La RFEF aplicó castigos ejemplares tras un incidente de indisciplina que amenazaba la integridad de la competición. La suspensión de 13 fechas a Andrada envía un mensaje claro: el desorden físico no será tolerado en LaLiga. Esta actuación reafirma la autoridad de los órganos reguladores sobre el comportamiento en cancha, protegiendo la estabilidad institucional del fútbol español.
🔹 Lo que pasó: Durante el partido Zaragoza-Huesca, Andrada ejecutó un puñetazo contra Pulido. El árbitro documentó el incidente inmediatamente. La RFEF convocó a su Comisión Disciplinaria, analizó las grabaciones disponibles y determinó que la acción constituía una falta grave que requería castigo severo según los reglamentos vigentes desde hace años.
🔹 Actores: Andrada, como autor principal, recibió 13 jornadas. Tasende con dos fechas y Dani Jiménez con cuatro. La actuación de la RFEF fue oportuna y proporcional a los hechos. Los clubes tendrán que reorganizar sus plantillas sin estos elementos durante las semanas de castigo, pero la decisión refuerza la cadena de mando disciplinaria.
🔹 Por qué importa: El fútbol profesional requiere orden interno para mantener su credibilidad ante sponsors, aficiones y televisoras que invierten recursos significativos. La agresión física quebranta los protocolos que sustentan la competencia leal. Las sanciones rápidas contienen comportamientos que de tolerarse propagarían indisciplina en toda la liga, socavando la calidad de la competición.

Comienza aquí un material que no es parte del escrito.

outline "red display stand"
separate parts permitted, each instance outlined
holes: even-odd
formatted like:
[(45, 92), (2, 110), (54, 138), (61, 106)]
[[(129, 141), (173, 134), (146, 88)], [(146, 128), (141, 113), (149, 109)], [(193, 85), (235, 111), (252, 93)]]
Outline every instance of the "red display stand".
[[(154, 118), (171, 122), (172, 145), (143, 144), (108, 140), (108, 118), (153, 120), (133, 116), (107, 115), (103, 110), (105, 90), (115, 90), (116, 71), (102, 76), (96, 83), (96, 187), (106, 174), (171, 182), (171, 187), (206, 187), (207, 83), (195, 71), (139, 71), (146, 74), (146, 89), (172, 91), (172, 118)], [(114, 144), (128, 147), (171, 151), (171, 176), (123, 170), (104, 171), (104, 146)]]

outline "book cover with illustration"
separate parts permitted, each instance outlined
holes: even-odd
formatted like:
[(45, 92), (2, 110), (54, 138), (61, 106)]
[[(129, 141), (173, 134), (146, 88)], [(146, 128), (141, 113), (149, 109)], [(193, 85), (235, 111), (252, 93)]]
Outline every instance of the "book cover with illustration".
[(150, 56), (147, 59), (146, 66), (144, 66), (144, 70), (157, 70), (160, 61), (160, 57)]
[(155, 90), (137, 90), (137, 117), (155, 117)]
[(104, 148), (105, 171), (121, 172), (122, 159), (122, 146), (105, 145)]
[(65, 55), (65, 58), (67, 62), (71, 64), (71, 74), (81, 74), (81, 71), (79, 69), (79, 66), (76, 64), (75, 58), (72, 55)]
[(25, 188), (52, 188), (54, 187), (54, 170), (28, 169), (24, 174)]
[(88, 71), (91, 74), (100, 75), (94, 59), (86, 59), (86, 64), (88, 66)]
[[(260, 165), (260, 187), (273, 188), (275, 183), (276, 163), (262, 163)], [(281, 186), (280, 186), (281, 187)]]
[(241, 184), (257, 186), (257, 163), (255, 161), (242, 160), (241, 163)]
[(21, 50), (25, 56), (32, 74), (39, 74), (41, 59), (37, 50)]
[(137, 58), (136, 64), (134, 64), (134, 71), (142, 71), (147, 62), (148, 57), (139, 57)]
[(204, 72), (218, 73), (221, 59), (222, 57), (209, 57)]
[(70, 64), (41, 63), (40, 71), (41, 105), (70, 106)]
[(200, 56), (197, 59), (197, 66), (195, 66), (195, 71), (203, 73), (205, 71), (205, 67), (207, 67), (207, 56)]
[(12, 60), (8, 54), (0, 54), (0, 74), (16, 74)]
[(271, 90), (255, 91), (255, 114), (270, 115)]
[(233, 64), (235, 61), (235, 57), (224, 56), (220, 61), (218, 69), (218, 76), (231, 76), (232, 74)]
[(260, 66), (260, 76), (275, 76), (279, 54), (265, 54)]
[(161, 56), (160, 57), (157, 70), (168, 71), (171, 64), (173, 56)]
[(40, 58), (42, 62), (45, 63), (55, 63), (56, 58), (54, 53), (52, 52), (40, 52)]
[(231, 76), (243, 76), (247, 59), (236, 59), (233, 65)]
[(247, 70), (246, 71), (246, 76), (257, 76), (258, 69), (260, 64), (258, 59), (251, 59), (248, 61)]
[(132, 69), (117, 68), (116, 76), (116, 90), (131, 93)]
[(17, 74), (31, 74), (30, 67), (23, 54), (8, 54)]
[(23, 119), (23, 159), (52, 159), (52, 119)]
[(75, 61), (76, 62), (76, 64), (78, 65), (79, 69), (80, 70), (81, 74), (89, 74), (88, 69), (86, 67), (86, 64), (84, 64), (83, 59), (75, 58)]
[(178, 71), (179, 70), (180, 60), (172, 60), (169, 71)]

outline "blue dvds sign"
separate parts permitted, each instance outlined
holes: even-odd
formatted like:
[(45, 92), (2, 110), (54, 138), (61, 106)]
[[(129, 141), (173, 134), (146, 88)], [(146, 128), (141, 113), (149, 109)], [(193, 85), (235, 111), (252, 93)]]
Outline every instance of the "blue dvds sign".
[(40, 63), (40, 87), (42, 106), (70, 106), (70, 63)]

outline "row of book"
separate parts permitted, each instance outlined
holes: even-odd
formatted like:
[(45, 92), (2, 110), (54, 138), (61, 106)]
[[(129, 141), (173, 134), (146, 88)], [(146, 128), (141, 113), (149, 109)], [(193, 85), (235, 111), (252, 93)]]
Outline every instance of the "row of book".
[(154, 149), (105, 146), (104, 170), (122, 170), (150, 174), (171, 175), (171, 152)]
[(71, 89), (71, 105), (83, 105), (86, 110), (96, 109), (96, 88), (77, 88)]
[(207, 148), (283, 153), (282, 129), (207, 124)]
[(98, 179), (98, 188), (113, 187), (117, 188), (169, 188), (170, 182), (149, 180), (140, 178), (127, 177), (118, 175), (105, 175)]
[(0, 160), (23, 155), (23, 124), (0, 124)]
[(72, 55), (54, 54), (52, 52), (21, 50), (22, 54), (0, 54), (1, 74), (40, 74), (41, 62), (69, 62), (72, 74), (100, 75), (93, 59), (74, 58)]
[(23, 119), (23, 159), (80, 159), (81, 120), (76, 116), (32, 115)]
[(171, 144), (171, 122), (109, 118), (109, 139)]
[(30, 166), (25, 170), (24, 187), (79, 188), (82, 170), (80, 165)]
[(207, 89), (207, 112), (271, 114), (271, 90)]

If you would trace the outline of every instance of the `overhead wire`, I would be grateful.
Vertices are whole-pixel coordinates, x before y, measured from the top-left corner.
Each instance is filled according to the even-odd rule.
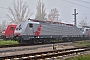
[[[83,2],[83,3],[86,3],[86,4],[90,4],[90,2],[88,2],[88,1],[83,1],[83,0],[74,0],[74,1],[78,1],[78,2]]]

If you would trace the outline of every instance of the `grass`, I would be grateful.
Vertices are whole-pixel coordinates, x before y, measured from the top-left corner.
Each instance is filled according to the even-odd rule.
[[[78,57],[67,58],[65,60],[90,60],[90,54],[89,55],[80,55]]]
[[[2,45],[12,45],[12,44],[18,44],[18,42],[14,41],[14,40],[7,40],[7,41],[1,40],[0,41],[0,46],[2,46]]]

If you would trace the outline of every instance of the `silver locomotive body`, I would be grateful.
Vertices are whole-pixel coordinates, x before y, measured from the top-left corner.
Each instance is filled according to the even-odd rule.
[[[32,20],[18,24],[14,35],[19,42],[37,42],[37,39],[38,42],[43,41],[41,39],[44,39],[44,42],[49,41],[47,39],[71,41],[83,37],[83,33],[76,26]]]

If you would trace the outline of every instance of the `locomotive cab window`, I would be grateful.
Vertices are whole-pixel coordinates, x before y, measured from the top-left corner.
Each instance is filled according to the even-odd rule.
[[[14,27],[11,27],[10,30],[14,30]]]
[[[33,27],[33,24],[29,23],[29,27],[32,28]]]

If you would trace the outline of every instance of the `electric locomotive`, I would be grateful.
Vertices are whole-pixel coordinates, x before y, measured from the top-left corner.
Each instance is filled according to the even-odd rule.
[[[50,43],[81,40],[83,33],[72,24],[29,19],[17,25],[14,39],[19,43]]]

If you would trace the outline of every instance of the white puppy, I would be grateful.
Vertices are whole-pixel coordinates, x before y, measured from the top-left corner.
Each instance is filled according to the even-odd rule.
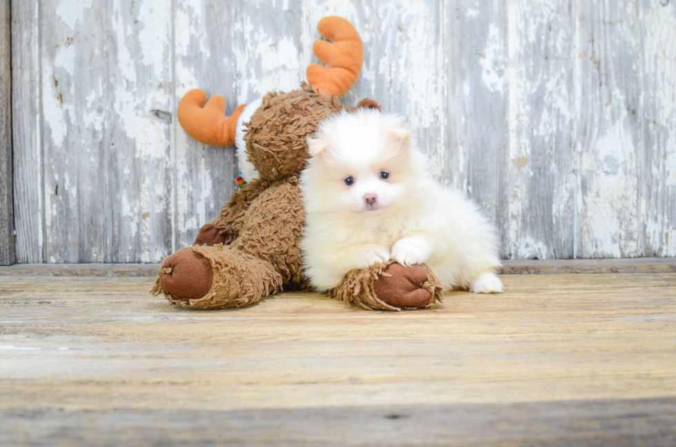
[[[501,293],[495,231],[476,205],[426,172],[401,118],[368,109],[324,121],[308,138],[301,184],[305,273],[320,291],[352,269],[426,263],[444,287]]]

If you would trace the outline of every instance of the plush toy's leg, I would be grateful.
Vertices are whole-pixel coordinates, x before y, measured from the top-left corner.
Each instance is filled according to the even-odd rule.
[[[431,309],[444,287],[426,265],[406,267],[392,261],[351,270],[330,295],[370,310]]]
[[[228,245],[195,246],[169,256],[152,293],[192,309],[242,307],[281,290],[272,264]]]

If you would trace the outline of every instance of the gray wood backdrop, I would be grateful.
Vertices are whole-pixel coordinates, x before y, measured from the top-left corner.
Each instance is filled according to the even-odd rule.
[[[159,262],[235,188],[175,119],[290,90],[324,16],[364,41],[344,99],[406,114],[506,258],[676,256],[674,0],[12,0],[21,262]]]

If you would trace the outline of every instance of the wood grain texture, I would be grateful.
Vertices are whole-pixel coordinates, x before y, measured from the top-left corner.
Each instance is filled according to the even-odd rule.
[[[509,258],[506,5],[454,0],[444,19],[448,127],[436,152],[445,179],[479,204],[496,225],[501,256]]]
[[[0,265],[14,262],[12,174],[12,35],[9,0],[0,0]]]
[[[239,411],[9,410],[8,445],[670,446],[676,399]],[[161,432],[162,435],[159,433]]]
[[[644,256],[676,255],[676,2],[639,2]]]
[[[510,1],[508,8],[510,257],[573,258],[577,179],[570,2]]]
[[[3,278],[2,444],[670,444],[676,273],[502,279],[390,313],[309,293],[199,312],[149,297],[150,278]]]
[[[317,22],[364,41],[365,96],[405,115],[433,174],[506,259],[676,255],[676,4],[666,0],[12,2],[21,262],[157,262],[235,189],[232,148],[173,118],[296,88]],[[58,189],[57,189],[58,187]]]
[[[641,45],[637,3],[577,4],[581,258],[640,256]]]
[[[12,0],[12,128],[17,260],[43,262],[44,200],[38,4]]]

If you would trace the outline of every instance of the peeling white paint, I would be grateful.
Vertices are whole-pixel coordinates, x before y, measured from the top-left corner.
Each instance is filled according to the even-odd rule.
[[[346,104],[369,96],[404,114],[434,174],[501,213],[513,257],[559,256],[553,247],[571,231],[581,256],[676,256],[673,5],[276,0],[214,17],[203,0],[112,0],[104,11],[91,0],[41,2],[43,17],[19,25],[41,36],[26,82],[38,83],[29,90],[42,145],[26,150],[40,170],[31,187],[43,189],[19,224],[37,229],[30,250],[50,262],[103,260],[114,239],[126,241],[115,260],[160,261],[168,221],[177,248],[192,242],[234,189],[233,149],[192,142],[172,107],[195,87],[228,96],[230,110],[297,88],[315,61],[317,23],[332,14],[365,43]],[[494,114],[477,116],[486,110]],[[91,187],[108,186],[108,196],[91,203],[88,182],[101,167],[109,171]],[[506,190],[508,203],[496,202]],[[91,209],[119,218],[106,228],[114,236],[92,236],[79,214]],[[66,240],[75,234],[96,246],[81,255],[83,241]]]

🔹 Qué esperar: Andrada cumplirá 13 partidos en rotación normal. Su regreso será evaluado bajo vigilancia de árbitros designados. La RFEF continuará con su modelo probado de sanciones graduales que ha funcionado en españoles durante décadas. Otros equipos recibirán el mensaje: los órganos disciplinarios funcionan con eficacia.
📌 Conclusion EPM: La RFEF demostró capacidad decisoria al aplicar 13 fechas a Andrada sin demoras procedimentales, reafirmando que la autoridad reguladora mantiene control sobre la disciplina competitiva.